Son amour pour la nature et sa passion pour la chasse ont grandi avec l’âge. Depuis la fréquentation de la medersa et la découverte de la vocation pour les belles lettres, sa symbiose avec la nature s’est davantage développée. Ses sorties sont de plus en plus fréquentes. Bien qu’aimant beaucoup la compagnie de ses cousins et de quelques amis de son douar, il a tendance à partir seul pendant de longues heures de promenade. Son lieu préféré de sortie est à quelques kilomètres de chez lui, là où deux petits lacs quasi permanents, dayas, alimentent une verdure pérenne qui tranche avec l’aridité de l’environnement immédiat, et rafraîchissent le climat torride de son bled. Il est souvent venu ici chasser le canard sauvage avec son père. Il passe de longs moments à méditer, le regard perdu dans les joncs qui occupent les berges des deux plans d’eau. Mais il ouvre aussi de temps en temps un livre. Ceci est beaucoup moins courant dans la région où le livre est le privilège de savants ou de tolbas faiseurs de filtres d’amour et d’autres amulettes encore.

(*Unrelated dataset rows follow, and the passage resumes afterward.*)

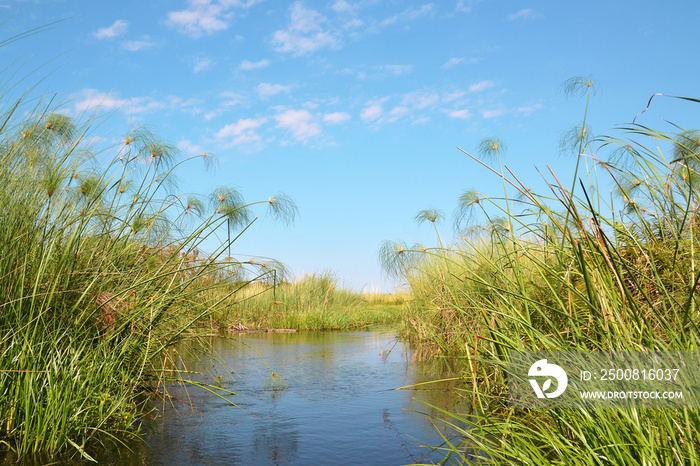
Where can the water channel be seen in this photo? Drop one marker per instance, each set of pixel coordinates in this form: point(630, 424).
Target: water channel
point(330, 402)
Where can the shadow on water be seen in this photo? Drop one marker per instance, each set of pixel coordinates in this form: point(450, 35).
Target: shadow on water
point(301, 398)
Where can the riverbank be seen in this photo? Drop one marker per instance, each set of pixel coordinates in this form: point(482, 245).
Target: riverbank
point(606, 262)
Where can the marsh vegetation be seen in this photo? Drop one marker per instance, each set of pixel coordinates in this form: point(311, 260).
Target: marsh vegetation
point(605, 262)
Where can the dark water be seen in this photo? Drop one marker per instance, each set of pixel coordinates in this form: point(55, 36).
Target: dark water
point(333, 403)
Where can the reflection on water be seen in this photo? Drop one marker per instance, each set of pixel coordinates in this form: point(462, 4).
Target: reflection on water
point(335, 404)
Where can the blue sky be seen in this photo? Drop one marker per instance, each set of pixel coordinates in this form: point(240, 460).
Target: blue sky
point(354, 108)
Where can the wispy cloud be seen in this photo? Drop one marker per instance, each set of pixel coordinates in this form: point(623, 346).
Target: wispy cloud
point(301, 123)
point(529, 109)
point(525, 13)
point(305, 34)
point(202, 64)
point(410, 14)
point(118, 28)
point(244, 131)
point(452, 62)
point(92, 99)
point(420, 99)
point(493, 113)
point(462, 8)
point(205, 17)
point(136, 45)
point(266, 90)
point(188, 148)
point(336, 118)
point(399, 69)
point(373, 110)
point(342, 6)
point(249, 65)
point(228, 100)
point(461, 114)
point(481, 86)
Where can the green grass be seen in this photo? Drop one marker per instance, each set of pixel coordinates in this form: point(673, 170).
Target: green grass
point(100, 273)
point(608, 262)
point(312, 302)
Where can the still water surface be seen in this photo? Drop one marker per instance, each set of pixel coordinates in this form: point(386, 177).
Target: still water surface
point(333, 404)
point(338, 407)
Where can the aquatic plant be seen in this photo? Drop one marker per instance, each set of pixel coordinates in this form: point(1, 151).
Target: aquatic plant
point(567, 271)
point(101, 271)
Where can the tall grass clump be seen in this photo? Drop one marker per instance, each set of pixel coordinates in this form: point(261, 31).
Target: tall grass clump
point(100, 273)
point(309, 302)
point(606, 262)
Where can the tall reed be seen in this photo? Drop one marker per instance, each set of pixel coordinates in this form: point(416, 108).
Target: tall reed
point(573, 269)
point(97, 278)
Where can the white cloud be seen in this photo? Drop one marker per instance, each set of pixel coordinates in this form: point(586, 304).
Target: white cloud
point(481, 86)
point(353, 23)
point(336, 118)
point(373, 111)
point(231, 99)
point(420, 99)
point(453, 62)
point(529, 109)
point(205, 16)
point(300, 122)
point(525, 13)
point(493, 113)
point(461, 114)
point(201, 18)
point(249, 65)
point(453, 95)
point(462, 8)
point(188, 148)
point(398, 112)
point(399, 69)
point(410, 14)
point(266, 90)
point(136, 45)
point(242, 132)
point(118, 28)
point(202, 64)
point(341, 6)
point(305, 33)
point(94, 100)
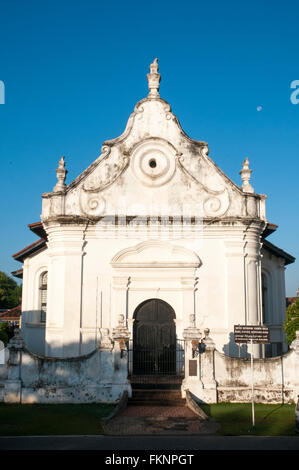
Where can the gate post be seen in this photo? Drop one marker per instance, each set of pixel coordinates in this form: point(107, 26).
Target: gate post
point(192, 380)
point(13, 384)
point(121, 336)
point(208, 369)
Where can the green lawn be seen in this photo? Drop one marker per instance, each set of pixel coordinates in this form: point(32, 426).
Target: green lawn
point(236, 419)
point(26, 420)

Il pousse parfois ses déambulations jusqu’aux abords de la belle plantation d’orangers, des navels, située à proximité d’une source réputée pour la qualité de son eau et la puissance de son débit, au nord du mausolée de Sidi Ben Iffou, un saint réputé pour ses dons de guérisseur des problèmes psychiques. A part les quelques fois où il est venu s’abreuver à l’une des  sources du coin, Aïn r’tem, Belaïd a, pendant un temps, évité de s’approcher de la plantation dont le propriétaire, Jean de Chabord, est pourtant quelqu’un qu’il a rencontré lors de parties de chasse ou entrevu aux festins qu’organise régulièrement son père en tant que grand notable de sa région. On y rencontre souvent les autorités et les riches propriétaires. Parfois, Hmida invite de grands dignitaires du Makhzen. De Chabord a souvent aperçu Belaïd dans les parages, mais il  a d’abord évité de l’approcher, de peur de l’effaroucher. Il a aussi recommandé à son personnel de ne pas le déranger ou l’interpeller si d’aventure il se rapproche de la ferme. Avec le temps, ils deviendront des amis.

Jean de Chabord est un colon français atypique. Il ne fait pas partie de la cohorte de ceux qui sont venus chercher fortune en Afrique du Nord. Il est parti de France en quête d’exotisme. Il appartient à une vieille famille aristocratique qui s’est convertie dans l’importation et l’exportation de bois. Son avenir était tout tracé : diriger les affaires familiales. Mais il a fini par se disputer avec son père. Cela date du choix qu’il a fait pour ses études. Parti de Nancy pour intégrer une école de commerce à Paris, il s’est plutôt intéressé à l’histoire de l’art. La nature du milieu dans lequel il a évolué ainsi que le cercle d’amis qu’il a commencé à fréquenter ont été réprouvés par ses parents. Déçu par ses amis, qui ont beaucoup profité de sa générosité, et marginalisé par son milieu familial, il décide de partir loin. J’y reviendrai.